A Robin just flew up from the Hydrangea bed and onto the fence. Annual companions, epitomising winter and bringing reassurance with them, their burning breasts like beacons in cold times. This is what my hobby is like for me now, since our daughter was born and my birdwatching is spread sparsely – yet I still love it and live it. Before, when I was more self-absorbed, I would’ve struggled with this change. Now, I’m content.
Appreciation glows, no, it burns – like embers of satisfaction, for the regularity of the pair of Jays that strafe the roads around my work. Two Collared Doves just dropped in here, cooing as they landed, one on the old and one on the new, BT masts. The birds, they are always here, ever-present and constant. Never forget their place in your world, in the humdrum of daily life.

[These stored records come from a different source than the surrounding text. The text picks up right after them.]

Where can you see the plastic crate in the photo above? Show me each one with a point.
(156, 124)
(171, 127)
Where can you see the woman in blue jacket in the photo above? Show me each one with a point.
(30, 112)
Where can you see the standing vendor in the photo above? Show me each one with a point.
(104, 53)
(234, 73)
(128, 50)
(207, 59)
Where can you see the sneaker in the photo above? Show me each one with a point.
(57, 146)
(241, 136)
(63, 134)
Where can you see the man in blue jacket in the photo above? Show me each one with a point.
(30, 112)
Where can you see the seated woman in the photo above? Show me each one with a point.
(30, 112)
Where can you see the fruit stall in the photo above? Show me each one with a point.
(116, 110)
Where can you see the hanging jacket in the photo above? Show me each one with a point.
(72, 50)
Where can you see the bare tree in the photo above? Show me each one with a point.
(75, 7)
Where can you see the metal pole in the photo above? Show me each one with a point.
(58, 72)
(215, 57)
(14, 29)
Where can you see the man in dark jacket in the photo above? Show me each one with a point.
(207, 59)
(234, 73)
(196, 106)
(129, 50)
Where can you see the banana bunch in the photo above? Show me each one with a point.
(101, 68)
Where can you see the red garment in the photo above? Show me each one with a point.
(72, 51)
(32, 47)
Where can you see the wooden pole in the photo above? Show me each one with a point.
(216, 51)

Once a month, I still get to the patch to do my WeBS count. It’s a more focused affair now and not a lengthy ramble by water and woodland; as I contemplate my troubles and leave them behind me on the muddy, leaf-strewn paths. We took our daughter there a few weeks ago, I pointed out Gadwall and Shoveler and told her how much I love it there. One day, she may love it too. Even if she doesn’t, we have a wonderful natural place almost on our doorstep and in some way, we will enjoy it together.

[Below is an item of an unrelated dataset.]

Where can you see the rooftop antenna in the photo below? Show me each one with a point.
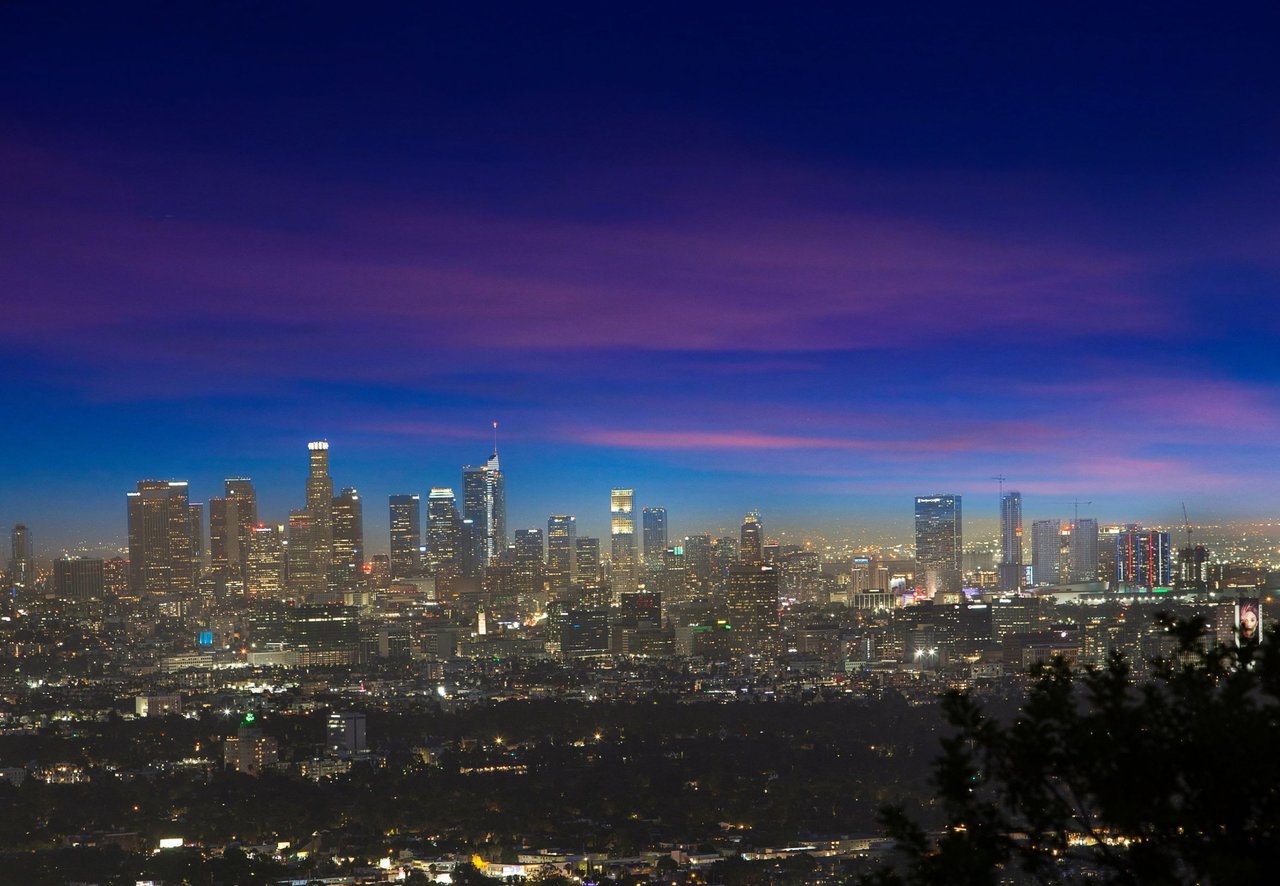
(1075, 520)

The weirdest thing just happened. I’ve finished writing about the constancy of my bird community when suddenly to an awkward frame lumbers into view. Long, serpentine and prehistoric; it’s a Grey Heron. Only the third specimen in two and a half years of residing here, it bounded up into level flight and then over and away from the house; and this is the magic of birds. For all that consistency, occasionally something is seen and experienced that just blows you away and as that Heron blows away on the December breeze, I walk away from the window, smiling.